The last storm cycle ended January 1st. It featured strong SE winds, and 1-2.5" of SWE. It rained up to about 4000ft for a few hours at the end of the storm. We've been in deep freeze with arctic outflow (NW winds) ever since. We did have a freezing-rain event up to 3500ft in the Lutak zone Jan 12th, which added an icy crust at the snow surface.
Problem #1: Wind Slab:
Location: Specific slopes in the alpine above 2,000ft, where north/NW winds the last two weeks caused wind loading on lee aspects beneath ridgelines and terrain features. Recent reports found isolated areas of wind slab (3-8" thick) that are poorly bonded and easy to trigger. Be sure to dig around in high-alpine areas to assess for yourself how well-bonded the upper snowpack is. Variability will be high, so evaluate each slope carefully. Hand pits and slopes tests will be helpful in mapping out this potential danger. In large or steep terrain, slabs as thin a few inches can sweep you into dangerous situations.
January 8th Snow pit from the Lutak zone, at 2700ft, N aspect. Notice fresh wind slabs in top 15cm (easy triggering), and hard triggering down 35cm.
Light snow on Monday will taper off by evening. Around 3" fell in the Lutak zone. Tuesday should feature some clearing and a break in the weather before a major pattern change. Wednesday-on we will have increasing south winds, rapidly warming temperatures, and rising snow levels with periods of heavy precipitation. It's hard to pin down the details but 1-2" of precipitation is likely by Friday, with snow levels peaking around 3000ft.
( *star means meteorological estimate )
If you get out riding, please send in an observation!
Do a rescue practice with your partners.
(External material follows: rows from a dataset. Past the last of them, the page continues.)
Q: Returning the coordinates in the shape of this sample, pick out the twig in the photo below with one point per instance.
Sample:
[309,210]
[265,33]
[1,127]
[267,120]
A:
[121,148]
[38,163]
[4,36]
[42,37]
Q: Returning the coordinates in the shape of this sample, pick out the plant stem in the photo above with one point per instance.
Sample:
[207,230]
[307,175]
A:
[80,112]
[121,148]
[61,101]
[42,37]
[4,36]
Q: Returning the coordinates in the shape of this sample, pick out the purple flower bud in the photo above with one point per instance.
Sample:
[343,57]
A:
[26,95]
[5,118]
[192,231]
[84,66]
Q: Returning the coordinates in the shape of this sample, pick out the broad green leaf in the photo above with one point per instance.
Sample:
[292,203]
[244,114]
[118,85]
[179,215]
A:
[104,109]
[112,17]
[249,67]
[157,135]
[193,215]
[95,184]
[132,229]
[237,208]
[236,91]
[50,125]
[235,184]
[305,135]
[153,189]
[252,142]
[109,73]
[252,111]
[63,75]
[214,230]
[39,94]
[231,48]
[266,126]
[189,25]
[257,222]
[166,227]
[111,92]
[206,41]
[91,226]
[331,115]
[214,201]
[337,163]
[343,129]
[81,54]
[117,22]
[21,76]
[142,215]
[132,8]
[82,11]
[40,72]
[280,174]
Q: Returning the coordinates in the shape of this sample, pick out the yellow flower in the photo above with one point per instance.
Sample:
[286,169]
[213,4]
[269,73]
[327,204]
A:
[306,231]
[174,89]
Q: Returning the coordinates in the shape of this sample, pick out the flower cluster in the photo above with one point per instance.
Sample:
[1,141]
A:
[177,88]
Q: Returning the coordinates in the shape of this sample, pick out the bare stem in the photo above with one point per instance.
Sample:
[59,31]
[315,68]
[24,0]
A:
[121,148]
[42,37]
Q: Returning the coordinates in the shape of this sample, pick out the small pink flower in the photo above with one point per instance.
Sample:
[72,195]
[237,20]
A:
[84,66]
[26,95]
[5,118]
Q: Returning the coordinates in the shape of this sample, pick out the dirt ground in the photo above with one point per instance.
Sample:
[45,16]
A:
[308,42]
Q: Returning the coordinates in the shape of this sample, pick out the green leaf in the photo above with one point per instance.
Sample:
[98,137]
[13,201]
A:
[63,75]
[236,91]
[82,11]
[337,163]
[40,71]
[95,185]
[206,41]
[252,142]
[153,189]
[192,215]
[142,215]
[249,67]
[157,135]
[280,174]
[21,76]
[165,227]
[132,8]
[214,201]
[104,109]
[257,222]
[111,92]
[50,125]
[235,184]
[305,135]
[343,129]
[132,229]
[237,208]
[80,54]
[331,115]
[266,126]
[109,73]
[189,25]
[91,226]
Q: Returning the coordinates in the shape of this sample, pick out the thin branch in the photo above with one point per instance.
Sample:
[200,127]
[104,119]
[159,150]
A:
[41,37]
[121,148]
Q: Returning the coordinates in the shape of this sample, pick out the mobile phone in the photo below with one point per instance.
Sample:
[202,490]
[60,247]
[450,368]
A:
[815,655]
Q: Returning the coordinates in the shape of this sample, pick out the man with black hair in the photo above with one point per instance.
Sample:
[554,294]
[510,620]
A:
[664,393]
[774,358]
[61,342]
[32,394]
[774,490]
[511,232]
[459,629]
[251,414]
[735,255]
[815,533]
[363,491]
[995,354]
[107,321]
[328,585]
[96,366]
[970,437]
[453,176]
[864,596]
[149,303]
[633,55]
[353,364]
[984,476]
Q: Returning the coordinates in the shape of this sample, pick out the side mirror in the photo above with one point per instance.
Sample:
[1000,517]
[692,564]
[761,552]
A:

Always carry a beacon, shovel, and probe, and KNOW HOW TO USE THEM.
Practice good risk management, which means only expose one person at a time to slopes 30 degrees and steeper, make group communication and unanimous decision making a priority, and choose your terrain wisely: eliminating unnecessary exposure and planning out your safe zones and escape routes.